En una entrevista exclusiva con New York Post, el expresidente Donald Trump relató su experiencia tras el atentado que sufrió durante un mitin en Butler, Pennsylvania, el pasado sábado. Con su cabeza aún vendada y una mezcla de gratitud y desafío en sus palabras, Trump afirmó que, según los médicos, su supervivencia es un verdadero milagro. «Se supone que debería estar muerto», manifestó con una intensidad que refleja tanto su conmoción como su resistencia.
Trump relató cómo se encontraba en medio de su discurso cuando lo alcanzó una bala en la oreja derecha. Afortunadamente, la rápida intervención de los agentes del Servicio Secreto y la policía impidió que el ataque causara más víctimas. La balística de los hechos también revela que el autor del atentado, Thomas Crooks, un joven de 20 años, actuó solo y disparó desde una azotea cercana usando un fusil AR-15, adquirido legalmente por su padre. Aunque abatieron a Crooks casi inmediatamente por las fuerzas de seguridad, el ataque dejó una persona muerta y dos heridas.
Durante la entrevista, Trump expresó su asombro y admiración por el personal del Servicio Secreto, a quienes elogió por su rapidez y precisión en neutralizar al atacante. «Lo sacaron con un disparo justo entre los ojos», dijo Trump, destacando la eficiencia de los agentes en una situación tan crítica. Además, el expresidente compartió un curioso detalle sobre sus zapatos, que se cayeron durante la evacuación, y bromeó sobre cómo los agentes le apretaban mientras intentaba recuperarlos.
El expresidente también se mostró sorprendido por la foto icónica en la que se le ve levantando el puño y diciendo «Fight» mientras era evacuado. «Muchos dicen que es la foto más icónica que han visto», comentó, subrayando la ironía de la situación: «Normalmente tienes que morir para tener una foto icónica.»
Trump, ahora de camino a Milwaukee para la Convención Nacional Republicana, no perdió la oportunidad de agradecer al personal de seguridad y a sus seguidores por su apoyo.
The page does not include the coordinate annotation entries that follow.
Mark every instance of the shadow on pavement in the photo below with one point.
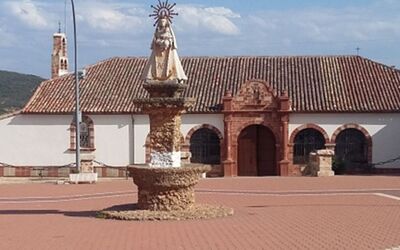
(48, 212)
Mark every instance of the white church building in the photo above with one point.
(253, 116)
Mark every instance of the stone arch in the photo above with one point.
(248, 124)
(307, 126)
(360, 128)
(354, 126)
(210, 127)
(148, 148)
(257, 151)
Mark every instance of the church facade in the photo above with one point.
(253, 116)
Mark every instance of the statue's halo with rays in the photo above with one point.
(163, 10)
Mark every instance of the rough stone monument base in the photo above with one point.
(196, 212)
(166, 194)
(166, 189)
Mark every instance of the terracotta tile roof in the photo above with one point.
(314, 83)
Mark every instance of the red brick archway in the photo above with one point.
(257, 151)
(256, 103)
(306, 126)
(368, 137)
(295, 169)
(208, 126)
Su relato, lleno de detalles y emociones, ofrece una perspectiva única sobre un evento que ha sacudido la política estadounidense y que continúa generando debate sobre la seguridad en la campaña presidencial y la polarización política en el país.
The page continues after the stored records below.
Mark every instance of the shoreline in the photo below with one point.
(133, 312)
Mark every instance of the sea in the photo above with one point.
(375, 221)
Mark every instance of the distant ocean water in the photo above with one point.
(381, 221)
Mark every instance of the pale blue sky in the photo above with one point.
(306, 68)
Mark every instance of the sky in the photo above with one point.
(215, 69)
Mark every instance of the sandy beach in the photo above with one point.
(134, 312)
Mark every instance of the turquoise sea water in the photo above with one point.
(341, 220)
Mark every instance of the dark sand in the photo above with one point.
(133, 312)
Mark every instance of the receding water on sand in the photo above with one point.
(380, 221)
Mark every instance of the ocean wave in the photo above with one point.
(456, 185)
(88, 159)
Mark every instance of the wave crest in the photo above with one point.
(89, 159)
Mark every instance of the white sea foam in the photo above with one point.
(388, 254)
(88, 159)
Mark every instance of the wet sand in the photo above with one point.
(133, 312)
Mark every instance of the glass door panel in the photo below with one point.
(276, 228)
Este incidente subraya la urgencia de reflexionar sobre la creciente violencia política y la necesidad de fortalecer las medidas de seguridad en un clima de tensión creciente. La pregunta que queda es si el sistema de seguridad y la política nacional están a la altura de los desafíos actuales o si, como sugiere Trump, los milagros seguirán siendo la única garantía de protección.